The No.3-ranked GLORY middleweight is enjoying his GLORY 27 tournament victory and anxiously awaiting his title shot against current champion Simon Marcus, which could happen at GLORY 30 in Los Angeles. “The Hanyak” discussed his tournament victory and revealed he almost stepped out of the tourney to face Joe Schilling.
After another pair of knockouts at GLORY 27, Dustin Jacoby won the middleweight “Contender” tournament and earned himself another Ramon Dekkers memorial trophy and more importantly, a shot at the GLORY middleweight title.
Jacoby, who until last August was on a five-fight losing streak, has won five straight fights (all by knockout) and two four-man tournaments (GLORY 23 and 27). Whether or not he deserves a shot against GLORY middleweight champion, Simon Marcus is not up for debate. The Colorado-based fighter–who was once a college quarterback until he decided to punch and kick other men for a living–has unequivocally earned it. His second round knockout of Wayne Barrett in the tournament final was the emphatic stamp.
“I can see the hard work paying off,” Jacoby told MMAmania.com on his current success. He praised his gym Factory X, head coach Mark Montoya and most importantly the results from working hard on strength and conditioning at Landow Performance.
“I’m faster,” he continued. “I’m visibly faster right now then I was two years ago. I think that plays one of the biggest roles into my performances and what I’ve been able to do inside the ring. I feel if I stay on this path that no one can beat me. I feel like I am the biggest, strongest, fastest, athletic, hardest working guy in the division. I got my eyes on the prize and I can’t wait to challenge Simon Marcus for the title. I will be ready for it.”
About two years ago, just before the GLORY 14 middleweight “Contender” tournament, I sat down in the fighter hotel with Jacoby, who was the lone American on the entire fight card. For all intents and purposes, he was getting thrown to the wolves against competition that heavily outweighed him in the experience department. But “The Hanyak” as he is known was smiling and confident as ever. No one believed in him, but there he was waving the American flag for the promotion then featured on Spike TV. Jacoby would get his head taken off that night by a vicious left hook from Alex Pereira, who won the tournament, but that loss did nothing to halt the belief he had in himself.
“OBVIOUSLY WHEN I GO INTO A FIGHT AND YOU ASK ME HOW I THINK I’M GOING TO WIN, I THINK I’M GOING TO WIN BY KNOCKOUT AND MY REORD STATES THAT.”
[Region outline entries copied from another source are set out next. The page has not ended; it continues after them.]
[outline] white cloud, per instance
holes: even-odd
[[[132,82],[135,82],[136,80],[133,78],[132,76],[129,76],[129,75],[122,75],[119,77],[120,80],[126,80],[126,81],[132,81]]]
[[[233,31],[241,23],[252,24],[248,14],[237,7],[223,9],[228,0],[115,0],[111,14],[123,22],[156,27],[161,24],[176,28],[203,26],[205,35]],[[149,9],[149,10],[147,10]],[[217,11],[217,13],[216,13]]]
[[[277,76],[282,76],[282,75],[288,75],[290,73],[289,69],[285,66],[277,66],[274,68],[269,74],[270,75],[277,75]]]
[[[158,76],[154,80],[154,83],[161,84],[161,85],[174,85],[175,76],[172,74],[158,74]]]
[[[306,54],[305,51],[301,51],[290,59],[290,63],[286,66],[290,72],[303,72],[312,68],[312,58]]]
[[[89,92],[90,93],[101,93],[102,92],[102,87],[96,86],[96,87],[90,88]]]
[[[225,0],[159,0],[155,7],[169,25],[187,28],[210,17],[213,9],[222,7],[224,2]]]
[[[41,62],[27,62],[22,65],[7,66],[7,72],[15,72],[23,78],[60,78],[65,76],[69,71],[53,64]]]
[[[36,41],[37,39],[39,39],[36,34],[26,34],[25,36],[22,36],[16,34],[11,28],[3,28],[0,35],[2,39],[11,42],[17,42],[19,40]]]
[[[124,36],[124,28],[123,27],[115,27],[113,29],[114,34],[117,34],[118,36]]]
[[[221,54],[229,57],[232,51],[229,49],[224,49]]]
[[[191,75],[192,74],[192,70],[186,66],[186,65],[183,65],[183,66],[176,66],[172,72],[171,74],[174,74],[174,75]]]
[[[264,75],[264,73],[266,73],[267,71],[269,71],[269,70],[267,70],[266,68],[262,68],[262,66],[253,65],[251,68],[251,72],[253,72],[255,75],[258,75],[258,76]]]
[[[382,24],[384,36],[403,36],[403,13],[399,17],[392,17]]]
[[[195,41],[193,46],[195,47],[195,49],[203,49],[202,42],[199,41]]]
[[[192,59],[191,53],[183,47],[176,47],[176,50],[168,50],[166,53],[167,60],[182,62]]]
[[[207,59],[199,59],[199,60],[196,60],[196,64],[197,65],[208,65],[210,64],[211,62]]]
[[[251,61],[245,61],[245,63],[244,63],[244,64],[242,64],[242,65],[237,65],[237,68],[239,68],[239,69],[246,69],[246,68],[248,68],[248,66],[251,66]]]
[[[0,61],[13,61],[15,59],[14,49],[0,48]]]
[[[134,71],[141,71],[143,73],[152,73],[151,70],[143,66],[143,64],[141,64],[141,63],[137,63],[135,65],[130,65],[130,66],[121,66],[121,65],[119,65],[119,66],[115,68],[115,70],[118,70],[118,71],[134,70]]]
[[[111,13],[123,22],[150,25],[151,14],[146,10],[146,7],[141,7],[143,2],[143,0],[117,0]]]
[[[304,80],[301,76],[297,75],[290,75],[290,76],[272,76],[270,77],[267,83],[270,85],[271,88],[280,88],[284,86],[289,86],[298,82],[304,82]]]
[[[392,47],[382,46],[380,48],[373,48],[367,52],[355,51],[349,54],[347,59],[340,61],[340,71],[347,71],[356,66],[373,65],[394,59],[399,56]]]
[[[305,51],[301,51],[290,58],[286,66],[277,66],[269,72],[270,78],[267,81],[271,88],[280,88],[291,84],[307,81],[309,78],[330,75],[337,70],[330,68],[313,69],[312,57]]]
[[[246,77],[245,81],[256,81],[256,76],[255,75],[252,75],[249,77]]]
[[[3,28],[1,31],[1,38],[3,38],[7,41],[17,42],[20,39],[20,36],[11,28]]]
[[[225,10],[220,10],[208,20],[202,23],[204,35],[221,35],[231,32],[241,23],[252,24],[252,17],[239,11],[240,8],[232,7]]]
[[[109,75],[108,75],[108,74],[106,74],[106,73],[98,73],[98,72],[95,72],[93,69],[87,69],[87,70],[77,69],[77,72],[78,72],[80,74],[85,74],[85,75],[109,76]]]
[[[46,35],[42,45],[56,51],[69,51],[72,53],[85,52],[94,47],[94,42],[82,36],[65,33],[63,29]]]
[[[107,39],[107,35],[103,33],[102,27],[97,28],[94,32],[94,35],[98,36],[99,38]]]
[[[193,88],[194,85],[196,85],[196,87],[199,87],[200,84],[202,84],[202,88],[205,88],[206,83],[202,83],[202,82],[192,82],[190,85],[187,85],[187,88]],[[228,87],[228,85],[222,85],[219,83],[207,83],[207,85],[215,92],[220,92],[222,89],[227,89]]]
The loss to Pereira was his third straight at the time and it followed a heartbreaking split decision loss to Makoto Uehara at GLORY 13 in Japan. Preceding that defeat was a majority decision loss to Danyo Ilunga in the second round of the GLORY 9 eight-man light heavyweight tournament in New York, which was won by Tyrone Spong.
The next time I saw Jacoby was in Denver, CO. for GLORY 16. He wasn’t fighting, but he was in attendance and in the middle of his camp for an upcoming fight against Mike Lemaire, which would be a tournament reserve bout for the GLORY “Last Man Standing” eight-man tournament in Los Angeles in June of 2014. Not only was he telling me he was confident he’d beat Lemaire, but he was hoping he’d get a chance in the tournament that was filled with the best middleweights on earth to prove that he belonged among the best despite his record.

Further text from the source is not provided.